While you’re waiting, keep the area clean. Wash the skin around the boil gently with soap and water. Avoid tight clothing or friction over the spot. Don’t share towels or washcloths, and wash any fabric that touches the boil in hot water.
Caring for a Boil That Drains on Its Own
Once the boil opens and begins draining, your priority is keeping the area clean and protected. Wash the skin around it with an antibacterial soap, then cover it with a clean gauze pad secured with medical tape. Change this bandage twice a day, cleaning the surrounding skin each time you replace it. Keep your hands washed thoroughly before and after touching the area.
Continue applying warm compresses even after drainage starts. This encourages the remaining pus to work its way out. As the boil empties, the pain and swelling should decrease noticeably within a few days. Full skin closure typically takes another week or two depending on the size of the boil.
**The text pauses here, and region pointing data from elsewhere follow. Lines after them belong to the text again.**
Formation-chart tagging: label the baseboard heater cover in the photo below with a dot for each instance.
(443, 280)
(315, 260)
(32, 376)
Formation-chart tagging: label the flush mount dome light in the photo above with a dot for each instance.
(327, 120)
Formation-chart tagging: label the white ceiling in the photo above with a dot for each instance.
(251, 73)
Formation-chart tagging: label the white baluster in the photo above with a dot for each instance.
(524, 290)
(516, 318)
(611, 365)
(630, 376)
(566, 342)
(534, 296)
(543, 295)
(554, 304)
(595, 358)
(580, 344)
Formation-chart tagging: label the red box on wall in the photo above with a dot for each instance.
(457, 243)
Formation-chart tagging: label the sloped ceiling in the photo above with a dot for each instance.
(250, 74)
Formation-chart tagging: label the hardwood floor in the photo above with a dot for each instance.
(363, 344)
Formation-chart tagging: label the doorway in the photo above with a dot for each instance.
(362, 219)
Boils That Need a Doctor’s Help
Some boils genuinely do need to be lanced, but by a healthcare provider using sterile instruments in a controlled setting. A doctor can numb the area, make a precise incision, pack the wound to ensure complete drainage, and send a sample for culture to check for MRSA. This is a quick outpatient procedure, not surgery.
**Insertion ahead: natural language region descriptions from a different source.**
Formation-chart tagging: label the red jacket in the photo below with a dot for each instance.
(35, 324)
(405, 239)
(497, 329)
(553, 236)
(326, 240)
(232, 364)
Certain situations call for professional drainage rather than watchful waiting:
- Size. If the boil is larger than roughly 2 centimeters (about the size of a nickel) or keeps growing despite warm compresses.
- Location. Boils on the face, spine, or groin carry higher risks of complications and benefit from professional care.
- Red streaks. Lines of redness spreading outward from the boil suggest the infection is moving into surrounding tissue.
- Fever. A boil paired with fever, chills, or general feelings of illness signals that the infection may be entering your bloodstream.
- Multiple boils. A cluster of connected boils is called a carbuncle. Carbuncles involve deeper, more severe infection and are more likely to leave scars. They typically need medical treatment.
- Recurrence. Boils that keep coming back may indicate MRSA colonization, which requires targeted treatment beyond simple drainage.
How to Tell a Boil From Other Lumps
Not every painful bump under your skin is a boil, and misidentifying one could mean you’re applying warm compresses to something that needs different treatment. A boil is an infection of a hair follicle that extends into the deeper layers of skin, forming a painful, pus-filled pocket. It typically starts as a red, tender lump that grows over several days and develops a white or yellow center as pus accumulates.
A folliculitis bump looks similar but stays shallow, affecting only the surface of the hair follicle. These are usually smaller, less painful, and resolve faster. A sebaceous cyst, on the other hand, is not an infection at all. It’s a slow-growing, usually painless sac under the skin that can persist for months or years without changing. Cysts can become infected and mimic a boil, but they have a different underlying cause and won’t respond to the same treatment.
Reducing Your Risk of Future Boils
Boils are caused by staph bacteria entering the skin through small cuts, scrapes, or irritated hair follicles. You can lower the bacterial load on your skin by using a body wash containing chlorhexidine or benzoyl peroxide, both of which reduce staph colonization without being harsh on the skin. Using one of these washes daily, particularly in areas prone to friction and sweating like the inner thighs, armpits, and buttocks, makes a meaningful difference for people who get recurring boils.
Other practical steps: shower promptly after sweating, avoid sharing razors or towels, and change underwear and workout clothes daily. If you shave areas where boils tend to appear, consider switching to an electric trimmer that doesn’t nick the skin as easily. Keep any cuts or scrapes covered with a clean bandage until they heal, since broken skin is the entry point staph bacteria need.